We learn in Orthodoxy that there is no feasting without fasting. This discipline of our eating habits is instructive for chastity and fidelity. I can’t count the times I have heard people say about Thanksgiving or Christmas something like, “Yeah, we have to eat turkey again.” In this land of plenty, with meat served for breakfast, lunch and dinner, every day of the year, turkey and ham have become commonplace. There’s little special about a feast for most Americans. On the other hand, if you are part of an Orthodox community that keeps Great Lent and Holy Week, then breaks the fast together after the Paschal Liturgy; you understand how truly exciting cheese can be; let alone turkey and ham! The Apostle Paul pointed out the connection between fasting and chastity by quoting a pagan folk proverb that used eating meat as a metaphor for sex. “Meats for the belly, and the belly for meats: but God shall destroy both it and them. Now the body is not for fornication, but for the Lord; and the Lord for the body.” [1 Cor. 6:13] Some modern versions of this pagan proverb are: “If it feels good, do it.” and “It’s only natural.”

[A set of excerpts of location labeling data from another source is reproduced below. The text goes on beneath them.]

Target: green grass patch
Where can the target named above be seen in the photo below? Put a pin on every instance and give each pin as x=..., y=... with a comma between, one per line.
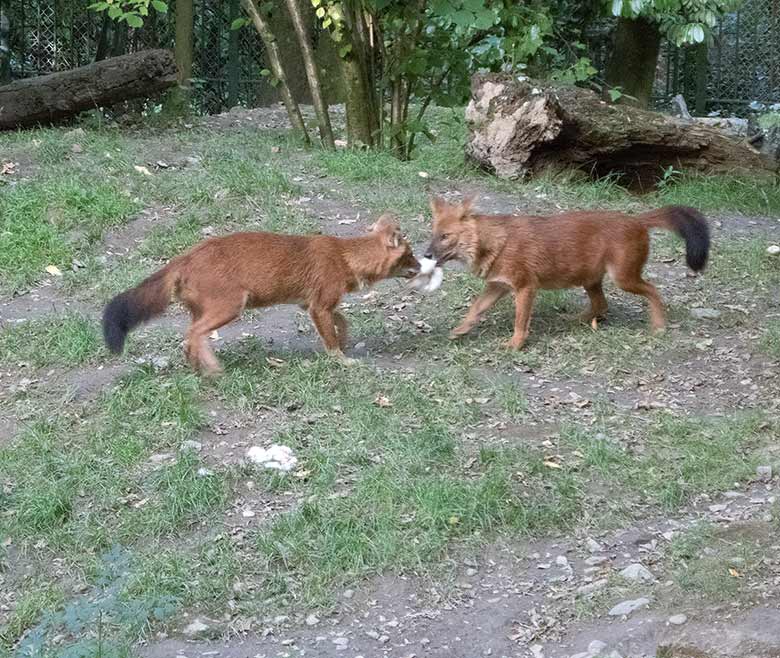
x=52, y=222
x=69, y=340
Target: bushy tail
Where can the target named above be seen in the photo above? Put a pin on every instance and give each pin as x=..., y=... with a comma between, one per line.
x=690, y=225
x=137, y=305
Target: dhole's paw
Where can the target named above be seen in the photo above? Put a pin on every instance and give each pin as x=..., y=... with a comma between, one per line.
x=344, y=360
x=459, y=331
x=512, y=344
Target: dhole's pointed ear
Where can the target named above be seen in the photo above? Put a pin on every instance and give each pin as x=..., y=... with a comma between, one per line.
x=388, y=227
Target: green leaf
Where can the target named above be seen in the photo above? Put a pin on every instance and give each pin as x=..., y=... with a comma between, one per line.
x=134, y=20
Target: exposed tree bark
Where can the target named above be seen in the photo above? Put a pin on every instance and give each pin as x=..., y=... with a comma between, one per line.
x=634, y=58
x=312, y=74
x=521, y=128
x=181, y=95
x=51, y=98
x=275, y=63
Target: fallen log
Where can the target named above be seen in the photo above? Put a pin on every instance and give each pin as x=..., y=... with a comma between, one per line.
x=519, y=128
x=51, y=98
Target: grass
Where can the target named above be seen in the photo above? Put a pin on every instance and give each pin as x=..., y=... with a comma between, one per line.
x=53, y=222
x=70, y=340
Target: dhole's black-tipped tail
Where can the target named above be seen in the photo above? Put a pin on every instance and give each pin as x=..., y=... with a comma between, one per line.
x=690, y=225
x=135, y=306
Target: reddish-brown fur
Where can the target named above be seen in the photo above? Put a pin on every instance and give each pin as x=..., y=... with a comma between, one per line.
x=218, y=278
x=521, y=254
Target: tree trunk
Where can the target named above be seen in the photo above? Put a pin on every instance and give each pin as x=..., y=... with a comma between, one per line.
x=181, y=95
x=521, y=128
x=51, y=98
x=363, y=121
x=312, y=74
x=634, y=58
x=275, y=63
x=5, y=48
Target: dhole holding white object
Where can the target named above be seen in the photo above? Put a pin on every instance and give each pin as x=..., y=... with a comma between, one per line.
x=430, y=276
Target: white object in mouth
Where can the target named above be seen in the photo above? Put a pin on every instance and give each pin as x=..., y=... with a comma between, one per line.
x=427, y=265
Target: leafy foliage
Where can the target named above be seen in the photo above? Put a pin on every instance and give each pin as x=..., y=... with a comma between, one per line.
x=130, y=11
x=685, y=21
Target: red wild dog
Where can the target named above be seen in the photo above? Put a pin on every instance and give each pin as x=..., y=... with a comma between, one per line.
x=218, y=278
x=521, y=254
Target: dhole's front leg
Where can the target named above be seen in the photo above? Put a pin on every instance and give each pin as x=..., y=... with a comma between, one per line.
x=524, y=302
x=490, y=295
x=325, y=321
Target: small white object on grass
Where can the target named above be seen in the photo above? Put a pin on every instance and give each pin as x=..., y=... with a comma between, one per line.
x=277, y=457
x=430, y=276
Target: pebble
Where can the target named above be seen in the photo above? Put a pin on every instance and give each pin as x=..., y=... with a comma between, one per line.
x=637, y=573
x=596, y=560
x=591, y=588
x=593, y=546
x=195, y=628
x=705, y=313
x=195, y=446
x=627, y=607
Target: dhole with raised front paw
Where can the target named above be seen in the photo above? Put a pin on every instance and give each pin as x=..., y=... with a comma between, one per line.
x=521, y=254
x=220, y=277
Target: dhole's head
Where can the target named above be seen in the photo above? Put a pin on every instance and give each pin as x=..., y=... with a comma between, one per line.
x=399, y=258
x=449, y=229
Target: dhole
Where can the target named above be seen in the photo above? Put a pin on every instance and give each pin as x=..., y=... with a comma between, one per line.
x=521, y=254
x=218, y=278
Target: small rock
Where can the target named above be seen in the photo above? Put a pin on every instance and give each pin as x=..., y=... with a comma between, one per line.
x=595, y=560
x=593, y=546
x=194, y=446
x=637, y=573
x=705, y=313
x=196, y=628
x=627, y=607
x=590, y=589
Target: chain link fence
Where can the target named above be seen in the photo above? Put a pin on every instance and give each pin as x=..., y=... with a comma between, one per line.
x=740, y=70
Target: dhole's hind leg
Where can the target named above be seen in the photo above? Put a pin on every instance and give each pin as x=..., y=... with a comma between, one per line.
x=341, y=329
x=197, y=347
x=490, y=295
x=524, y=302
x=598, y=303
x=325, y=321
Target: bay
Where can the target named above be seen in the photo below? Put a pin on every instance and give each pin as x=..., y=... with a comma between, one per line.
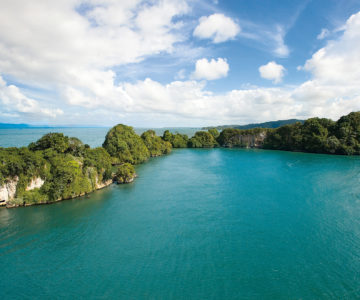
x=196, y=224
x=94, y=136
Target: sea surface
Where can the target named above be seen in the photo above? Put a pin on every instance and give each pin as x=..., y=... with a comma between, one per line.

Sex is supposed to be the seal or consummation of a mutual covenant and pledge of love between a man and a woman who are part of something larger than themselves: a family, a community, a society, a culture. Practically, it is the means by which new humans come into being. As Orthodox Christians, if we truly believe our stated theology that every human being bears the image of God and is a unique, unrepeatable reflection of his Glory; then we need to do our best to respect, honor and protect the potential of sex.

With all of the world’s casual attitudes toward sex along with its temptations and pressures to conformity, it takes more than a three word slogan like “True love waits” to equip young people to make the hard choices to avoid fornication. We need to be transformed in our thinking and approach, as a community, to provide more appropriate settings for socialization of adolescents and a proper framework for courtship that recognizes natural urges, yet protects chastity and love.